Under the draft submitted to the Slovak government, EU Poultry intends to build a new poultry processing plant near the village of Bošany in the Trenčín self-governing region in western Slovakia.
The project’s explanatory note revealed that “the facility will process poultry meat into finished semi-finished products and dispatch them to distribution centres”.
Construction is scheduled to begin in Q2 of 2025 and finished in Q3 of 2026.
Steady growth
The EU Poultry company has already become relatively well-known in Slovakia thanks to its business model, which involves importing poultry from Ukraine and its subsequent processing and packaging in Slovakia, Openiazoch, a Slovak news outlet, reported.
Meat processed in this way is sent to the European Union already with a Slovak label, the publication said, adding, “The fact is that this model works perfectly for Borodavka. EU Poultry has already become one of the largest food companies in the country during its short existence.”

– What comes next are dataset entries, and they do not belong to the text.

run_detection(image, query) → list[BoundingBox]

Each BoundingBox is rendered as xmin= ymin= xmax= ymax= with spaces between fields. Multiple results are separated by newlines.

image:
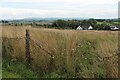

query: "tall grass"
xmin=2 ymin=26 xmax=118 ymax=78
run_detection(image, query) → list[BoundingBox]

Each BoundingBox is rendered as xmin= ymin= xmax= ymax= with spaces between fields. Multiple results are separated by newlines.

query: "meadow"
xmin=2 ymin=26 xmax=118 ymax=78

According to official information, the company, which launched in 2017, became the seventh-largest food manufacturer in Slovakia last year.

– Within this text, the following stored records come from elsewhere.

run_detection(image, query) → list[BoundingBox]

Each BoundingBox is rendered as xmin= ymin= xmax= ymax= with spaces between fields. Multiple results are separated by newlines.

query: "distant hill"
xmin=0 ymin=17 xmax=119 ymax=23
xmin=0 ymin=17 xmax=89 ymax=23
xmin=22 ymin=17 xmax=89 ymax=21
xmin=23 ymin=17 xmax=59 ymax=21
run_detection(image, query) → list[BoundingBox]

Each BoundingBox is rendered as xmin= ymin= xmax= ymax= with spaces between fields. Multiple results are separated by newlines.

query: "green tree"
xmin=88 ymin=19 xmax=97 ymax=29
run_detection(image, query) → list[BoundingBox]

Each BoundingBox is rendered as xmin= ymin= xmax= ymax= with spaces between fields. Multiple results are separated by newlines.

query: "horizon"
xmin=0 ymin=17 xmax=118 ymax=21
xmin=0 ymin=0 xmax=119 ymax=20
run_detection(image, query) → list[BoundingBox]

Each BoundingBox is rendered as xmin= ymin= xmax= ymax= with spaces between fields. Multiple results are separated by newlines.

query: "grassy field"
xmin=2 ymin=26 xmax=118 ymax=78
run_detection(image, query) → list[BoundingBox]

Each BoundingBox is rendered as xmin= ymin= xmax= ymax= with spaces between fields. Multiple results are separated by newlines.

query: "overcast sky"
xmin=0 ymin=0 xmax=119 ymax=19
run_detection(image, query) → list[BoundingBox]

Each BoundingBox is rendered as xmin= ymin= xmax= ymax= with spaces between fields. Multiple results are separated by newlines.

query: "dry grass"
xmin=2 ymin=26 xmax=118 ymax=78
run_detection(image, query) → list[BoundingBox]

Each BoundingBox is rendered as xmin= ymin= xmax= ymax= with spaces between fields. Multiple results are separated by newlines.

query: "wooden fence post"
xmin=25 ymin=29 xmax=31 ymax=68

EU Poultry’s revenue jumped from €16 million in 2017 to €160 million in 2023. In 2022, revenue amounted to €106 million, and in 2021, to €49 million. Last year was particularly successful for EU Poultry with the company having earned a net profit of €13.1 million, which was more than during the previous 6 years combined.
A stark contrast
EU Poultry seems to be doing noticeably well compared to the entire Slovak poultry industry. Earlier this year, Hydina Slovensko, a prominent Slovak poultry processor, found itself on the verge of bankruptcy over a large debt of €23 million, and more farms reportedly are in peril over relatively poor financial performance, the Poultry Union of Slovakia reported.
Common practice
New investments are a part of the common trend as Ukrainian poultry businesses have been gaining a foothold in Europe in recent decades, investing in the Netherlands, Slovakia, and the Balkans. For example, the Ukrainian company’s largest poultry processor, MHP, recently announced plans to build 3 chicken farms in Croatia by 2027, producing 6 million birds annually.